What's new in drug therapy for small animals? (Proceedings)
Central and Peripheral Nervous System
A test is available to detect the MDR-1 genetic deletion that leads to P-glycoprotein deficiencies in collies and related breeds. This deficiency has been linked to CNS toxicities caused by ivermectin and loperamide as well as (potentially) many other drugs. Owners of potentially affected dogs should be tested not only to be aware of possible CNS drug toxicities but also to try to minimize breeding (http://www.vetmed.wsu.edu/announcements/ivermectin/ownerinfo.asp). The sample is a buccal mucosal swab and the cost is approximately $65.

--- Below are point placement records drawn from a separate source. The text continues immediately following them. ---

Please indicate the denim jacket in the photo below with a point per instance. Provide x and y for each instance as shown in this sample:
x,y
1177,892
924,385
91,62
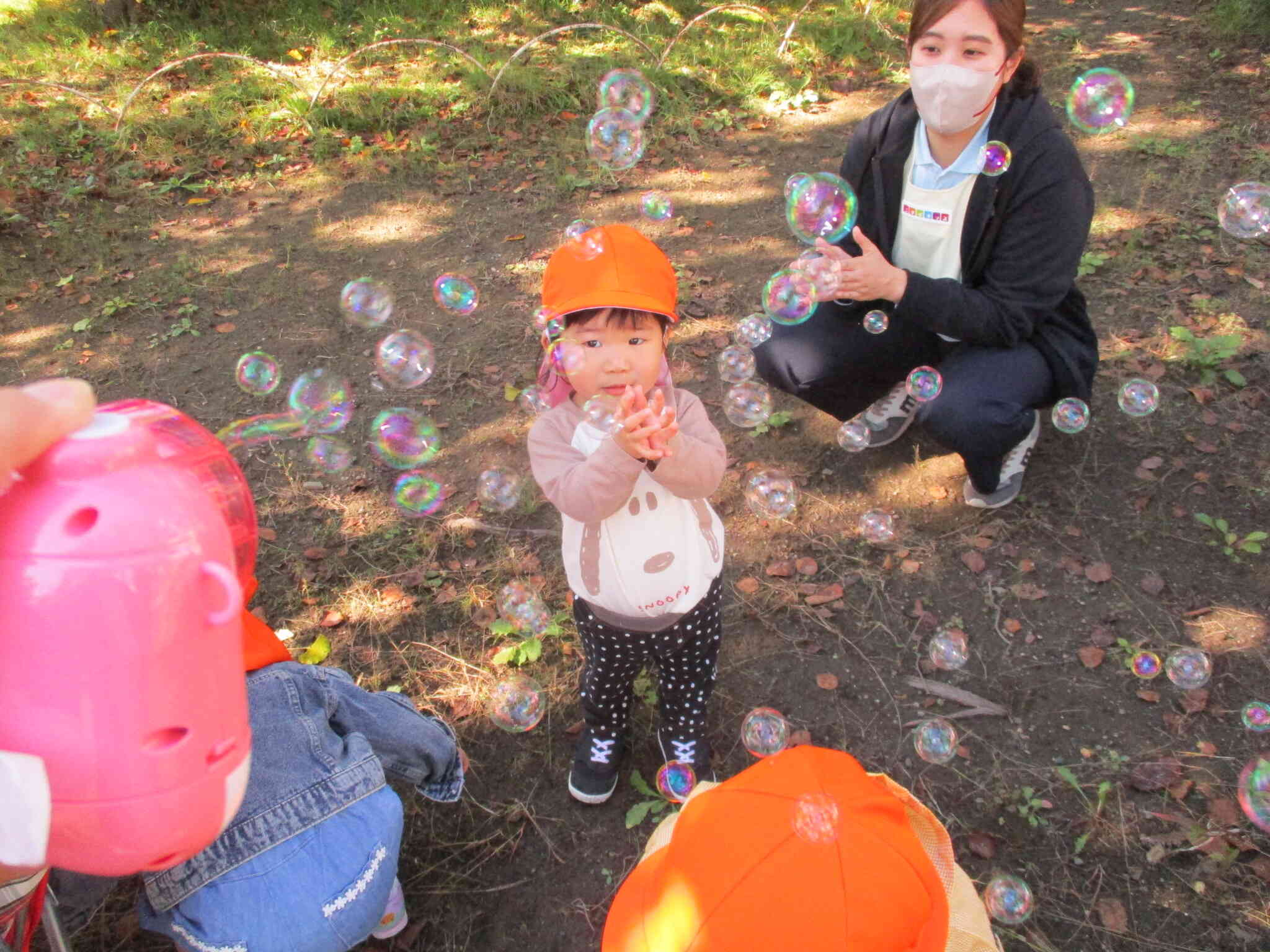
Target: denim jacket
x,y
319,743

Zonisamide(Zonegran®; 8 to 12 mg/kg divided twice to three times daily, po) A sulfonamide anticonvulsant approved for use to treat epilepsy in humans. Zonisamide appears to inhibit neuronal voltage-dependent sodium and T-type calcium channels. Additionally, ZNS modulates the dopaminergic system and accelerates the release of γ-amino butyric acid (GABA) from the hippocampus. Like phenytoin, ZNS is less likely to affect normal neuronal activity. A potential advantage of ZNS is free radical scavenging which protects against the destructive nature of radicals, especially in neuronal membranes. As with most sulfonamides, elimination includes both a hepatic (induced by Phenobarbital) and renal elimination. Its elimination half-life in dogs is 16 hours; accumulation in RBC and slow release allows twice daily therapy is reasonable. It can be monitored (see Auburn University), although not as easily as bromide or Phenobarbital; the therapeutic range recommended in humans is 10 to 40 mcg/ml. It has been used safely in combination with Phenobarbital for control of refractory seizures in dogs. As with any sulfonamide, at high concentrations (including those necessary to control seizures in some dogs), thyroid hormone synthesis will be impaired within several weeks of start of therapy. Function will return to normal but only when therapy is d/c. The protocol for thyroid hormone replacement, which is probably indicated once hypothyroidism has been documented, has not been well established. Zonisamide has been studied in normal cats. A single dose of 10 mg/cat resulted in a Cmax of 13 mcg/ml at 4 hr; the elimination half-life of 33 hrs. The drug was well tolerated. 10 mg/cat (or 2 mg/kg) once daily is a reasonable beginning dose in cats. Levetiracetam (Keppra®) is an anticonvulsant approved for use in humans. Its mechanism of action is not known. It is renally excreted (60%) and to a lesser degree, metabolized by the liver. However, it has a short half-life (as short as 2 hrs in some dogs and cats) that necessitates 8 or less hour dosing. However, it is extremely well tolerated in dogs and has been safely used in dogs and cats as well as an add-on anticonvulsant at 20 mg/kg every 8 hrs po. Its short half-life may indicate CRI for acute management of seizures. Use for treatment of seizures associated with PSS should be considered.
Control of Pain
(See NSAID, this same proceedings) Tramadol has become a popular analgesic; its mechanism of action results in multimodal pain control (mu receptor agonist and reuptake inhibitor of serotonin and others). However, the dose necessary to maintain analgesia in the dog is up to 5 mg/kg every 8 hr. Avoid other drugs which inhibit the uptake of serotonin and taper the dose to avoid signs of withdrawal if treating longer than several days. Note that tramadol is available in combination with acetaminophen which is great for dogs but must be avoided in cats (whereas tramadol itself can be used in cats). Amantadine is an N-methylD-aspartate receptor antagonist (as is ketamine, and to some degree, dextromethorphan) that can be used (3 mg/kp po once daily) in combination with a wide variety of other oral analgesics. Although use in dogs has not yet been reported, pregabalin (Lyrica®) has been approved for use in humans to treat chronic (neuropathic) pain. A schedule V drug, its mechanism is similar to gabapentin and, like gabapentin may also have anticonvulsant activity. Hydromorphone (0.1 mg/kg) was studied SC in cats and compared to previous reports of IV and IM administration (Robertson 200x FMS). The authors found the drug to cause more side effects, a longer onset to effect and a shorter duration of antinociception, and thus generally unacceptable. Buprenorphine was studied in cats and a dose of 0.04 mg/kg was found to provide more analgesia and longer duration of action with no increase in side effects compared to 0.01 and 0.02 mg/kg/. Meloxicam was demonstrated to be safe (both GI and renal) in cats when administered at 0.03 mg/kg once daily for 5 to 6 months. However, an analysis of adverse events reported in cats suggests that cats are more susceptible to renal side effects, and, adverse events reported for meloxicam are more likely to involve the kidney, compared to carprofen.